Two years of frontend development
What have I learned since I started working in frontend development
Exactly two years ago I wrote something about the mistakes I made while learning to code. Where am I now and what have I learned all this time?
That article brought me a few job offers, a thing that I wasn’t so sure it would happen. In the end, I went to a few interviews until I started working in the e-commerce department of a local company.
I remember going to interviews and with every interview that I flunked I learned something new. That’s what the positive stories sound like, right? But I would be lying if I told you that I wasn’t scared that I might not be a good fit in this field. And that I could end up without a job.
When I found my first dev job, I had to pick between it and another one, a technical writer job. I was in the last phase with both of them, and although I would’ve been more comfortable writing about software, in the end I took the frontend route.
I was lucky to find a job where my direct manager also took the role of a teacher or mentor. Because the team was small, I got to learn a lot of things from him, and I wish every junior had the chance to find someone as willing to teach them as my former manager.
Now I am at my second job as a frontend dev, and since writing that article two years ago — wow, so much time has passed! — I learned and worked with the following things:
- Worked with Magento, one of the most complex things I have ever seen.
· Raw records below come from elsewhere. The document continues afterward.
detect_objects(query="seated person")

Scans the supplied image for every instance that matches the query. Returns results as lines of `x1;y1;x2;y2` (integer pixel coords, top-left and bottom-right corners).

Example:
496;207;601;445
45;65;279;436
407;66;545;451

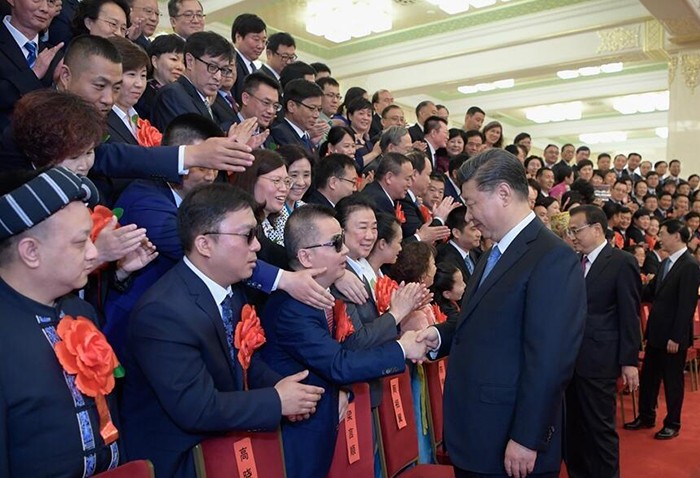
262;204;425;478
121;183;324;478
0;168;122;477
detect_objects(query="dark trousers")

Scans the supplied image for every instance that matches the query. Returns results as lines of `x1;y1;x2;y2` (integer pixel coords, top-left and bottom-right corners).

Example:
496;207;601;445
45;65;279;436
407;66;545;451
639;346;686;430
455;467;559;478
565;373;620;478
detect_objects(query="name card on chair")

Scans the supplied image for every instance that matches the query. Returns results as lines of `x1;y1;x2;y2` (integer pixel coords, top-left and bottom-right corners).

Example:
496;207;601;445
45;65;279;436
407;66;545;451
389;377;407;430
345;403;360;465
233;438;258;478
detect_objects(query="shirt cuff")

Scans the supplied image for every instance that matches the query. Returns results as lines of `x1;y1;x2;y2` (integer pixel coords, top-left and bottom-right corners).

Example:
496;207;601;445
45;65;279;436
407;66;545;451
177;145;190;176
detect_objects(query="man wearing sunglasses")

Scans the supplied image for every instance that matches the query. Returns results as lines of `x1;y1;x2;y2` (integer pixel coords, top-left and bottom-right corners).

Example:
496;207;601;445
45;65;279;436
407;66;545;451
151;32;233;131
262;204;425;478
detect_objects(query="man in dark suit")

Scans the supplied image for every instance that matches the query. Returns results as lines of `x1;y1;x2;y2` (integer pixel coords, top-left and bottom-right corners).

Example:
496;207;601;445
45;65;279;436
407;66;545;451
0;1;63;131
151;32;233;131
262;205;425;478
566;205;642;478
270;79;323;158
121;183;323;478
231;13;267;104
625;219;700;440
419;149;586;478
435;206;481;283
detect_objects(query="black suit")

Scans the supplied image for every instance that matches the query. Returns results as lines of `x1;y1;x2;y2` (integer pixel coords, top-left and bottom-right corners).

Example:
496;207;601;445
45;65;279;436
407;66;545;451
436;218;586;476
565;244;642;478
639;250;700;430
0;19;63;130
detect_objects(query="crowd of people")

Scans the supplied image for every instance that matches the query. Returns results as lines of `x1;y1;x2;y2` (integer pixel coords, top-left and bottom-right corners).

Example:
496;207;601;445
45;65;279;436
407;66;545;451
0;0;700;478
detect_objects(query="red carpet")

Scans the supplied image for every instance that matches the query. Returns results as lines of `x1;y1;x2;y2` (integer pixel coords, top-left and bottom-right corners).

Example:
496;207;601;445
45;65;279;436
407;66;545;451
561;376;700;478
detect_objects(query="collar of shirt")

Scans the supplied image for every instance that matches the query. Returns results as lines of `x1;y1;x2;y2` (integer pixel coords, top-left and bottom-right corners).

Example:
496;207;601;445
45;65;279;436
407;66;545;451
183;256;231;313
494;211;535;255
450;240;469;260
112;105;138;138
2;15;39;58
284;118;306;138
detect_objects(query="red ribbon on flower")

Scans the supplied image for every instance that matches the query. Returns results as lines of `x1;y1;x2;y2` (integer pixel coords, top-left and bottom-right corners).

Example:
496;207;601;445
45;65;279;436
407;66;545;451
396;202;406;224
233;304;267;390
374;276;399;314
432;304;447;324
333;299;355;343
54;315;123;444
136;118;163;146
418;204;433;223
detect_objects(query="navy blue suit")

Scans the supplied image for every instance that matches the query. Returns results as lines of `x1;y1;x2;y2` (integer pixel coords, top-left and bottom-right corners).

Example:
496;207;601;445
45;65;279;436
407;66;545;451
262;292;405;478
436;219;586;476
121;261;282;478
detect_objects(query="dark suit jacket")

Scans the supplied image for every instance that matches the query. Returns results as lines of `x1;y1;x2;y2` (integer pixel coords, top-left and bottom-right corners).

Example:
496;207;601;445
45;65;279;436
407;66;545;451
262;292;405;478
436;220;586;474
576;244;642;379
270;119;316;157
121;261;282;478
643;251;700;352
0;21;63;130
151;75;218;131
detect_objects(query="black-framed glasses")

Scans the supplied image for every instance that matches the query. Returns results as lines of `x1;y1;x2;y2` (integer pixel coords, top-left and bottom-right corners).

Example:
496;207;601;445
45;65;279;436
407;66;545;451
175;12;207;22
292;100;323;113
246;91;282;113
194;56;233;76
302;232;345;252
202;226;259;245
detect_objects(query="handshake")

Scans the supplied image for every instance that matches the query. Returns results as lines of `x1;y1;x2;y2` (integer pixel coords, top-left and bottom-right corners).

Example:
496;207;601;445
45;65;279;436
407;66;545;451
399;327;439;363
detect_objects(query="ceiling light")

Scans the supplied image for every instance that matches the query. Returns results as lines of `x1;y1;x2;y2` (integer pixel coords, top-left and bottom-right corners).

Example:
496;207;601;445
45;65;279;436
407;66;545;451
578;131;627;144
305;0;392;43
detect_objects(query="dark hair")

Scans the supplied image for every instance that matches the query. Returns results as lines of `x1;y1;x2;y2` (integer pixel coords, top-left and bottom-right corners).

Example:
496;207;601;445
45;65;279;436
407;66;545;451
177;183;257;252
569;204;612;234
185;31;234;66
311;61;331;75
71;0;131;37
231;13;267;42
108;37;151;72
659;219;690;244
374;153;410;180
335;193;377;229
161;113;224;146
313;153;355;189
280;61;316;88
389;241;435;283
12;90;105;168
284;204;335;269
283;79;323;111
264;32;297;53
148;33;185;57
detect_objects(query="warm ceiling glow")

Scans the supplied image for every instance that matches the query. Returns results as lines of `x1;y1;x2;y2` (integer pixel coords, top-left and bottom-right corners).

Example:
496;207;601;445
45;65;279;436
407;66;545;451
306;0;392;43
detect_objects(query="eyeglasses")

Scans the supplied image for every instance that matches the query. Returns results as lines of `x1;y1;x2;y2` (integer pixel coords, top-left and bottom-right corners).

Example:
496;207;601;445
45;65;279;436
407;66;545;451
302;232;345;252
274;52;299;63
246;91;282;113
260;176;294;189
194;56;233;76
175;12;206;22
131;7;163;17
97;17;127;35
202;226;258;245
566;224;593;238
292;100;323;113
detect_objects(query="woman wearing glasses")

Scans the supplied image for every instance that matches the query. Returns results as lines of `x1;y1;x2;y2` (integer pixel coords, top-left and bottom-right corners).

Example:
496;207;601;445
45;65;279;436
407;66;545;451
73;0;131;38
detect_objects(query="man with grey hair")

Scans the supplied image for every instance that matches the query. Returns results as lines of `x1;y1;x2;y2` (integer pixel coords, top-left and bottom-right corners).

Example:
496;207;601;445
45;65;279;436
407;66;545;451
419;149;586;478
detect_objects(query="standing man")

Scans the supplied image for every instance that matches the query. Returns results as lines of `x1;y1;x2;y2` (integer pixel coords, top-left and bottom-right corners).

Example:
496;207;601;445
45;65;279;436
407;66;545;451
625;219;700;440
419;149;586;478
566;205;642;478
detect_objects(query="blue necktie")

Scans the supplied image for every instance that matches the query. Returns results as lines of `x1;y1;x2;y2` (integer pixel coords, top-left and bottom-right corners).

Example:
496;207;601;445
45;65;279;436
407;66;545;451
24;41;37;68
479;244;501;287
It was challenging, but that’s what made things interesting
- Learned about staging environments, the lifecycle of a project and continuous integration
- Worked on a couple of projects that were using Laravel
- Some nice tricks to improve the performance and usability of a site
- Gulp, grunt, LESS and SASS
- Versioning with git
- and a few other things that I think are ‘default requirements’ for a frontend dev, so I don’t know if it’s necessary to mention them.
The switch from writing texts to a technical job meant I had to pass some self-imposed barriers. One of them was my non-technical background. I felt that it was somehow affecting my credibility as a developer. Oh, and the impostor syndrome. I felt so out of place — and I still do — because I felt that I didn’t have the necessary skills or the right training for the job I was doing.
There is so much more to learn and I feel that what I know at this point only scratches the surface. See you in 2 years!